Health Equity Tracker Prototype

Contributing

To contribute to this project:

Fork the repository on github
On your development machine, clone your forked repo and add the official repo as a remote.
- Tip: by convention, the official repo is added with the name upstream. This can be done with the command git remote add upstream git@github.com:SatcherInstitute/<repo>.git

When you're ready to make changes:

Pull the latest changes from the official repo.
- Tip: If your official remote is named upstream, run git pull upstream master
Create a local branch, make changes, and commit to your local branch. Repeat until changes are ready for review.
[Optional] Rebase your commits so you have few commits with clear commit messages.
Push your branch to your remote fork, use the github UI to open a pull request (PR), and add reviewer(s).
Push new commits to your remote branch as you respond to reviewer comments.
- Note: once a PR is under review, don't rebase changes you've already pushed to the PR. This can confuse reviewers.
When ready to submit, use the "Squash and merge" option. This maintains linear history and ensures your entire PR is merged as a single commit, while being simple to use in most cases. If there are conflicts, pull the latest changes from master, merge them into your PR, and try again.

Note that there are a few downsides to "Squash and merge"

The official repo will not show commits from collaborators if the PR is a collaborative branch.
Working off the same branch or a dependent branch duplicates commits on the dependent branch and can cause repeated merge conflicts.

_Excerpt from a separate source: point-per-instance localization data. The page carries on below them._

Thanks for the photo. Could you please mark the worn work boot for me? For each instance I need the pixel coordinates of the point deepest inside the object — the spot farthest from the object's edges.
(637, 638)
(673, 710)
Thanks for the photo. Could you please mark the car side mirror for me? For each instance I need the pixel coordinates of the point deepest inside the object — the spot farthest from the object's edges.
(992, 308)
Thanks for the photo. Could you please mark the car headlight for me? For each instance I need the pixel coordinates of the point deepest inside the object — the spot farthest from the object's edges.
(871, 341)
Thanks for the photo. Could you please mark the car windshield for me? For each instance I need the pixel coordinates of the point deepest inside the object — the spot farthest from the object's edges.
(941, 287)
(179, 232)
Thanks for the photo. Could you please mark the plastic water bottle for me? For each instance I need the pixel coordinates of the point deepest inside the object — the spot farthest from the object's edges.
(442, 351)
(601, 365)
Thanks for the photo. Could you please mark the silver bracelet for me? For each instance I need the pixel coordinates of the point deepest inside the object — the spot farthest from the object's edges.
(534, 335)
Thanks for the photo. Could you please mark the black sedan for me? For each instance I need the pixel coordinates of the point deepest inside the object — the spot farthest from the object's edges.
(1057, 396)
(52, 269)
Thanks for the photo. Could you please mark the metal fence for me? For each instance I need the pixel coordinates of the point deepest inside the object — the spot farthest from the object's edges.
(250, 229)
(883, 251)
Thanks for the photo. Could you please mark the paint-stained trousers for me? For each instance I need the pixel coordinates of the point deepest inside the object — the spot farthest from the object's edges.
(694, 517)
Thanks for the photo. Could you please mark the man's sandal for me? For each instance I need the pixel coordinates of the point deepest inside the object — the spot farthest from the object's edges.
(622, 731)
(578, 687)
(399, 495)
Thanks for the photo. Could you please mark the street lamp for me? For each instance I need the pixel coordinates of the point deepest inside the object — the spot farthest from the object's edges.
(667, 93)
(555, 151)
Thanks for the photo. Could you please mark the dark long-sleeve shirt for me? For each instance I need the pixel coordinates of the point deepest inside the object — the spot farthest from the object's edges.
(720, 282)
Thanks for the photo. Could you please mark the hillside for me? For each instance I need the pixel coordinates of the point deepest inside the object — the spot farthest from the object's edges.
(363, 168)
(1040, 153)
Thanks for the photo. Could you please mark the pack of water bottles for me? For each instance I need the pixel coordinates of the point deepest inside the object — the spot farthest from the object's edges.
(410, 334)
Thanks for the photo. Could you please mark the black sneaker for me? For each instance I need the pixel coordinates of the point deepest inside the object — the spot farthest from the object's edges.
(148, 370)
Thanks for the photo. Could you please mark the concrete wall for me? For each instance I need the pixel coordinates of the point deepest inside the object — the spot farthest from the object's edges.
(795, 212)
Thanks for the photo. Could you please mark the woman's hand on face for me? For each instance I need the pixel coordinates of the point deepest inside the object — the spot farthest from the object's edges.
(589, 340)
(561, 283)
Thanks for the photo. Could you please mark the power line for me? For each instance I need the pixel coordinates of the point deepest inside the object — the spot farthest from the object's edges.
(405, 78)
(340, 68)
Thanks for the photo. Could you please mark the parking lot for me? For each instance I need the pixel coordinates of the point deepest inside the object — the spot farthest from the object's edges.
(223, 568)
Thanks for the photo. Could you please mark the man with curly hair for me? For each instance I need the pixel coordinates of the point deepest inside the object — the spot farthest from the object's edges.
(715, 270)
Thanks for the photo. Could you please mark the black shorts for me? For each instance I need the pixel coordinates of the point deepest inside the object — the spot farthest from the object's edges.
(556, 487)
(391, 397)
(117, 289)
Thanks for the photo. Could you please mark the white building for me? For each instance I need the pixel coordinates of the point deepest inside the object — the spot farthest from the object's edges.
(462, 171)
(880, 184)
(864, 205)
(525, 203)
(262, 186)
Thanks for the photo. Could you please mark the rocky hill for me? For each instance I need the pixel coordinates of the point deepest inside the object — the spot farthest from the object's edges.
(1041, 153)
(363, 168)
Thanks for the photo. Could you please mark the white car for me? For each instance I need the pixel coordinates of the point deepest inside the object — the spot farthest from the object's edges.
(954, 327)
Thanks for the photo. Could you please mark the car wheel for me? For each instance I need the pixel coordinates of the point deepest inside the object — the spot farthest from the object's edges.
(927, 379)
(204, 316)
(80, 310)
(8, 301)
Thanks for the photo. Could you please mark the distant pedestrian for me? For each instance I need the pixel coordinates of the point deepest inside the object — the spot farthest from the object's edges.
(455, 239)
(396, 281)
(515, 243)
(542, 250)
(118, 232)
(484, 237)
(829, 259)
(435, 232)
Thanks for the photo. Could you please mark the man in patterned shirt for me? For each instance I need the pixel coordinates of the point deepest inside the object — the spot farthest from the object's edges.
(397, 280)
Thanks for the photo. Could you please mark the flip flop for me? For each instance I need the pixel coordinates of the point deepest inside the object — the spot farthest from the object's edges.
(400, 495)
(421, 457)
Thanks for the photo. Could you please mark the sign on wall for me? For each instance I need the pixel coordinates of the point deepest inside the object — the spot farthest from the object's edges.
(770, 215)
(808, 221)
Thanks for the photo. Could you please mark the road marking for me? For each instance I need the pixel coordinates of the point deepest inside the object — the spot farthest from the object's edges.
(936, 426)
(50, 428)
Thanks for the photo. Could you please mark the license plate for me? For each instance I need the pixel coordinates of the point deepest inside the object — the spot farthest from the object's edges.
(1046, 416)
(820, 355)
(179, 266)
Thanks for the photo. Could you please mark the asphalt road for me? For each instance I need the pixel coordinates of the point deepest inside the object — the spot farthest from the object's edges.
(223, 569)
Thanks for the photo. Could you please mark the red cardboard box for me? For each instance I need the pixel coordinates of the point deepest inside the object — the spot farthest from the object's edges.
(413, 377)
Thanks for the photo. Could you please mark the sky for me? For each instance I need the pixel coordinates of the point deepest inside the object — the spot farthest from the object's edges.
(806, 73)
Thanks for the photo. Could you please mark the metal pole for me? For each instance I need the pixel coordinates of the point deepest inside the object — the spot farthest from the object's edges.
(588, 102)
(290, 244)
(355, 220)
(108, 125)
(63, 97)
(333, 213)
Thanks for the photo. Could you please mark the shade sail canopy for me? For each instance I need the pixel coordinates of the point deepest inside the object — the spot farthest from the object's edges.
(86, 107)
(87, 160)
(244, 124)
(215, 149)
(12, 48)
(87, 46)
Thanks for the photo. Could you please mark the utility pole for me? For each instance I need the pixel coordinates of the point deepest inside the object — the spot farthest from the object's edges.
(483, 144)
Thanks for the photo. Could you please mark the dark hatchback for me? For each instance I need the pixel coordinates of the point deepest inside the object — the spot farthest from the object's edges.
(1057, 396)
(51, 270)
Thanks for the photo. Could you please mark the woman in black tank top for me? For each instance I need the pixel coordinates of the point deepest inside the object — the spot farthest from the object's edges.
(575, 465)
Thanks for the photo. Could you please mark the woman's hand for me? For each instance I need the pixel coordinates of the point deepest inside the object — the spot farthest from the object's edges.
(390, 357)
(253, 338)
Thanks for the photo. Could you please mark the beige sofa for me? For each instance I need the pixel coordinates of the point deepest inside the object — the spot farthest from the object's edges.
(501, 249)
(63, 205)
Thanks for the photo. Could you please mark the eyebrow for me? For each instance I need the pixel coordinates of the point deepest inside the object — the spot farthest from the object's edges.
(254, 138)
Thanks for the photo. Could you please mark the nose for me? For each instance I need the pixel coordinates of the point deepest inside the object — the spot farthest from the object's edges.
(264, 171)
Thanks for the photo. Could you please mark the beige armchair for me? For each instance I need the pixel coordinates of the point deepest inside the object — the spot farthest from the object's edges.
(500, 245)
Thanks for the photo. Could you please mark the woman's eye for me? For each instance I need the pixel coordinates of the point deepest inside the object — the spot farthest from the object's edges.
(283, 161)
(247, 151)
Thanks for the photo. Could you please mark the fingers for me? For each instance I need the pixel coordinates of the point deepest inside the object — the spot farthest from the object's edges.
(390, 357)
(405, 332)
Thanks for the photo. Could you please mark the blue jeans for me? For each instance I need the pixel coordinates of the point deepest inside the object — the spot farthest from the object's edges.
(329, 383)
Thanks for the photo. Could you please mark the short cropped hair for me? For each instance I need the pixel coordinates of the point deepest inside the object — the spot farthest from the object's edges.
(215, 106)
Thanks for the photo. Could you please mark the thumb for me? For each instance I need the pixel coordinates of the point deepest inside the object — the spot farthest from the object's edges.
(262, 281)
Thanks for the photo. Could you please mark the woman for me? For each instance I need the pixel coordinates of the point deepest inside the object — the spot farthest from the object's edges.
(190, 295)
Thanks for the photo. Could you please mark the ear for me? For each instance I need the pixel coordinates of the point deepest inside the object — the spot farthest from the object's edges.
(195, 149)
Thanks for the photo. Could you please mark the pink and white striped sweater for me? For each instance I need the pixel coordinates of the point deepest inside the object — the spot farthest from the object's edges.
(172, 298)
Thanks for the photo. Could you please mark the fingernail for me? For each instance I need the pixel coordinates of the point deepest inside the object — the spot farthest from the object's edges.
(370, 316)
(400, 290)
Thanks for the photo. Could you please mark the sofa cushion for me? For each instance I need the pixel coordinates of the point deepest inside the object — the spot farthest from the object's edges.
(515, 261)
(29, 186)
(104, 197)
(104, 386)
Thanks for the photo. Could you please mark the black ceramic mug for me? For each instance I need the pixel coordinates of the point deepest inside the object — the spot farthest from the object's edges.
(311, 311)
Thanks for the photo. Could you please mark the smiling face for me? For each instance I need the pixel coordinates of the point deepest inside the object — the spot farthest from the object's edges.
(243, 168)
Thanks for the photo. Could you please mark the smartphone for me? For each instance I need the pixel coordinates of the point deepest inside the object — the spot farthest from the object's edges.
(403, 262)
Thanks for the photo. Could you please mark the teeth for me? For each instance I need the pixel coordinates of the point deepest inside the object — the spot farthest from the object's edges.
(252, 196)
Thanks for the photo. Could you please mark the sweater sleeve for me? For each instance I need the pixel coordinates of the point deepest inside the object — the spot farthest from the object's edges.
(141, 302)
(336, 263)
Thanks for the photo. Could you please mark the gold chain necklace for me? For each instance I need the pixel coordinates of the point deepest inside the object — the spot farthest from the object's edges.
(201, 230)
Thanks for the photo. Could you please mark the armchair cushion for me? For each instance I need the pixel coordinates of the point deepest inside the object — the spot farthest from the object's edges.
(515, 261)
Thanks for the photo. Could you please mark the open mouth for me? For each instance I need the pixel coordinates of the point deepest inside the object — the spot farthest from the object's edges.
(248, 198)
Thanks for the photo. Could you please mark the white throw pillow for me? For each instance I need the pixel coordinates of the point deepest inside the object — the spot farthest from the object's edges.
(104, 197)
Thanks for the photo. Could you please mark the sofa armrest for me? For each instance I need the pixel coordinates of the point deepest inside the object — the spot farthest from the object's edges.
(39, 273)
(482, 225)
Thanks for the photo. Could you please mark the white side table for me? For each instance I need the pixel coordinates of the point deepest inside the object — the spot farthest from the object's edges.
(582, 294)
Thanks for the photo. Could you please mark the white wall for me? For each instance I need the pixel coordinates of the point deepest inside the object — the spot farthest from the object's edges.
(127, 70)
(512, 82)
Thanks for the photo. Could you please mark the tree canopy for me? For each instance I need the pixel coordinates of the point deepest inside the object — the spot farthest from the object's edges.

To work around this, if you have a PR my_branch_1 and you want to start work on a new PR that is dependent on my_branch_1, you can do the following:
1. Create a new local branch my_branch_2 based on my_branch_1. Continue to develop on my_branch_2.
2. If my_branch_1 is updated (including by merging changes from master), switch to my_branch_2 and run git rebase -i my_branch_1 to incorporate the changes into my_branch_2 while maintaining the the branch dependency.
3. When review is done, squash and merge my_branch_1. Don't delete my_branch_1yet.
4. From local client, go to master branch and pull from master to update the local master branch with the squashed change.
5. From local client, run git rebase --onto master my_branch_1 my_branch_2. This tells git to move all the commits between my_branch_1 and my_branch_2 onto master. You can now delete my_branch_1.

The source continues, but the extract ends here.